To: John Vosilla who wrote (35252)7/13/2005 11:30:54 AM
From: TradeliteRespond to of 306849
 
re: <<Too much abuse today by flippers getting the tax free windfall every couple of years these days.>>

Seems to me people don't tend to stay in the same place as long as they used to, regardless of tax rules or how much money they will or will not make when they sell. Corporate relocation, job loss, divorce, marriage, growing families, need to downsize or trade for bigger homes--all result in people turning over houses and locations much faster than they probably did in the old days.

Just staying in the same town one grew up in doesn't happen regularly any more. Back in the 1970s, I often had lunch with two co-workers who were DC natives, and I had lived in the DC suburbs almost all my life. We thought we were pretty strange birds. Most people we knew had come from somewhere else, had already left DC, or were soon gonna leave.

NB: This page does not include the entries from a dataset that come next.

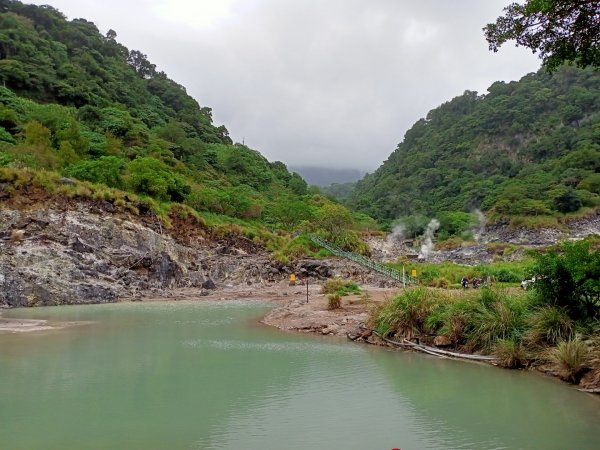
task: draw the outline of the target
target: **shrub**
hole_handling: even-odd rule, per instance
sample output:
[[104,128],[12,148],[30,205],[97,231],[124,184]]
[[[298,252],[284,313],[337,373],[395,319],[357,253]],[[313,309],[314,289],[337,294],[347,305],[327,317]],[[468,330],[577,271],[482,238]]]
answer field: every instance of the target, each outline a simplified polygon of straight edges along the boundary
[[553,206],[562,213],[577,211],[581,208],[581,199],[573,188],[564,188],[554,194]]
[[227,199],[228,195],[225,191],[203,187],[192,192],[185,203],[196,211],[210,211],[217,214],[224,214]]
[[327,309],[339,309],[342,306],[342,297],[339,294],[329,294],[327,296]]
[[78,180],[102,183],[111,187],[122,185],[121,170],[125,161],[116,156],[101,156],[98,159],[79,161],[68,166],[63,173]]
[[0,142],[8,142],[9,144],[16,144],[15,138],[0,125]]
[[477,307],[478,304],[469,298],[449,303],[446,308],[439,311],[438,333],[448,336],[452,342],[464,342],[470,318]]
[[508,269],[498,269],[492,272],[493,277],[500,282],[504,283],[517,283],[521,281],[521,277]]
[[330,236],[330,240],[343,250],[361,255],[369,254],[369,246],[358,237],[358,234],[354,230],[342,230]]
[[462,211],[442,212],[438,216],[440,221],[438,233],[440,236],[460,236],[475,227],[478,223],[475,214]]
[[506,298],[506,291],[502,289],[492,289],[488,286],[481,288],[477,295],[477,300],[483,306],[492,306],[494,303],[502,302]]
[[8,166],[13,160],[14,158],[8,153],[0,152],[0,167]]
[[341,278],[330,278],[321,286],[321,294],[334,294],[343,284],[344,281]]
[[271,223],[293,229],[304,220],[311,220],[313,212],[306,202],[291,197],[282,197],[267,211],[267,220]]
[[446,239],[445,241],[439,242],[435,247],[437,250],[454,250],[456,248],[460,248],[463,242],[464,241],[462,238],[454,236]]
[[448,286],[450,286],[450,281],[444,277],[437,277],[437,278],[434,278],[433,280],[431,280],[431,282],[429,283],[429,286],[447,289]]
[[571,383],[579,382],[588,358],[587,345],[579,336],[567,341],[560,341],[550,350],[550,360],[561,371],[561,376]]
[[562,254],[537,254],[531,272],[539,303],[564,308],[574,320],[598,317],[600,250],[592,250],[589,241],[567,242]]
[[360,288],[354,281],[344,281],[341,278],[330,278],[321,287],[322,294],[338,294],[341,297],[350,294],[360,294]]
[[543,306],[534,311],[527,319],[528,329],[525,335],[531,344],[556,344],[571,339],[575,332],[575,323],[563,308]]
[[350,294],[360,294],[360,288],[358,287],[358,284],[356,284],[354,281],[349,281],[342,287],[342,289],[338,291],[338,293],[342,297],[345,297],[346,295]]
[[155,158],[136,158],[129,163],[129,173],[129,184],[136,192],[159,200],[181,202],[191,190],[183,176]]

When I was in high school, just about all my friends were military brats who traveled the world, or lived in families who kept moving to one of the many bigger houses being built at the time, in the same community. My mother kept trying to get my Dad to trade up, but his Depression-era mentality would not allow him to become "house poor". We got a lot of stern lectures on that subject. <<gg>>

I think the Depression-era mentality went somewhere where the dinosaurs live, and it hasn't all been because of tax rules on home sales.